Il aura fallu du temps, mais cette fois la dynamique est là. Notre société mondialisée semble retrouver le goût du local, comme on revient sur terre après un long voyage. Le manger naturel n’est pas tombé tout cuit dans nos assiettes au contenu parfois suspect, voire inquiétant. C’est à coups de crises agricoles et sanitaires que la prise de conscience s’est imposée : nos aliments ne sont pas, tant s’en faut, nos médicaments. Les consommateurs qui sont aussi des citoyens ont fini par comprendre les mécanismes qui ont débouché sur un désastre social. En un demi-siècle, sacrifiées sur l’autel de la modernité, de la chimie et de la motorisation intensives, les campagnes se sont vidées de leurs paysans. Les rescapés de cette hémorragie sont devenus des agriculteurs puis des agri-managers passés « de la ferme à la firme », selon l’expression du sociologue François Purseigle. Une activité où le capitalisme agricole, marqué par l’endettement, la course à la terre et à la productivité, a engendré une inexorable concentration, doublée d’une standardisation des productions. 

Face à la force de frappe de la grande distribution qui a brandi des décennies durant l’argument massue des prix bas, voire écrasés – écrasant aussi, au passage, les producteurs –, la tentation du local a longtemps été muselée. Il fallait ménager le panier de la ménagère. On allait chercher en Espagne de la tomate au goût de carton mais tellement bon marché ; au Burkina Faso des haricots verts extra-fins défiant toute concurrence. Et quand les hypermarchés fêtaient qui le cochon, qui le bœuf, qui le lait, ils cassaient tellement les tarifs qu’on se disait bien qu’au bout de la chaîne des paysans crevaient de faim. 

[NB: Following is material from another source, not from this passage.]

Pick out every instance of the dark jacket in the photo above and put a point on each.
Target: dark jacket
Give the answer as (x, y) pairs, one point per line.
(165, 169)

Mais de vaches folles en fièvres de cheval, de crises porcines en déroutes laitières, de scènes insoutenables d’abattages en propagations d’herbicides, pesticides et autres substances cancérigènes, le local a retrouvé le moral. On peut manger mieux sans se ruiner, en permettant à des exploitants agricoles de « vivre et travailler au pays », comme disait le slogan syndical des années 1970. Protéger sa santé en protégeant ceux qui nous nourrissent, l’histoire est belle et stimulante. Le lien social se resserre. Rats des champs et rats des villes se parlent, s’écoutent, se questionnent. Il serait pourtant illusoire de croire que la panacée est dans cette seule proximité. La grande distribution n’a pas dit son dernier mot, qui voit dans cet engouement un nouveau moyen de restaurer ses marges en montrant patte blanche. Et le modèle agricole dominant reste dopé au gigantisme qui ne fait guère dans le détail.